Awaken Realms a ramassé 8,7 millions sur Gamefound pour cette pépite, et ça se sent partout : l’écriture, le matériel…un immense jeu. Plus de 700 cartes, 90 milliards de figurines, énorme édition.
Château Combo : Au Cachot !
Je finis avec une petite extension de mon As d’Or de coeur 2024. Au cachot est l’extension très attendue de Château Combo, avec 12 cartes prévues pour renouveler l’expérience. Out of the Oubliette ! (le nom en VO) est une petite extension qui vous ramène dans les geôles du royaume, là où douze nouveaux hors-la-loi viennent d’être enfermés. Les portes de la prison viennent de se refermer, les condamnés purgent des peines plus ou moins douteuses et la grande fête approche à grands pas. Le principe reste simple : réussir à libérer ces personnages hauts en couleur à temps pour la fiesta, en profitant au mieux des effets de leurs cartes.

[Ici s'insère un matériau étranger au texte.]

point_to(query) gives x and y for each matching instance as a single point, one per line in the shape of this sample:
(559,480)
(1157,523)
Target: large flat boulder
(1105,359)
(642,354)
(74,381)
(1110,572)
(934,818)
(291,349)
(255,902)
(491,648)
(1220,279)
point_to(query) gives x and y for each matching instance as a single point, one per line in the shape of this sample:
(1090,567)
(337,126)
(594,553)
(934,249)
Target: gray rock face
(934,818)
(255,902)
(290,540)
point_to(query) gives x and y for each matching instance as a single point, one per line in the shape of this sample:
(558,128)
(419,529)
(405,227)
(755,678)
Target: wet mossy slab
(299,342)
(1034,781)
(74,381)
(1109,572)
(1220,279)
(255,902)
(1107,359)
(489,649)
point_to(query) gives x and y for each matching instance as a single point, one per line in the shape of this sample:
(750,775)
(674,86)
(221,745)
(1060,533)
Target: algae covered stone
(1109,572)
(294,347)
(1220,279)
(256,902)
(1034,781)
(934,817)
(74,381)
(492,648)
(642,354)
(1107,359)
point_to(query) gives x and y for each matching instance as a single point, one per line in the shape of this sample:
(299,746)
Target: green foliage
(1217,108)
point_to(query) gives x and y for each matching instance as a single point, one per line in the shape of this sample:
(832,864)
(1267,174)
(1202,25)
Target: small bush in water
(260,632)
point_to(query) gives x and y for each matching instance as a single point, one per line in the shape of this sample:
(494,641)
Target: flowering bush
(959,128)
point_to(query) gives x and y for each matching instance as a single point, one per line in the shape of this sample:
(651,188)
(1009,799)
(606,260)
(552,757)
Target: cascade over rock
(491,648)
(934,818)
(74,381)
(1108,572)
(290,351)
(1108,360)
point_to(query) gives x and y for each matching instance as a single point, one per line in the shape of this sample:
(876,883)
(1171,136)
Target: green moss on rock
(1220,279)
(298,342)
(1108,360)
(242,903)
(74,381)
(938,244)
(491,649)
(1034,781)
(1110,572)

Cette extension introduit une règle inédite avec les cadenas. Ces derniers permettent de « mettre de côté » certains effets pour les déclencher plus tard dans la partie. On peut ainsi préparer ses coups, temporiser les actions les plus puissantes et créer des combos encore plus spectaculaires, en jouant sur le bon timing pour faire sauter les serrures au moment le plus opportun.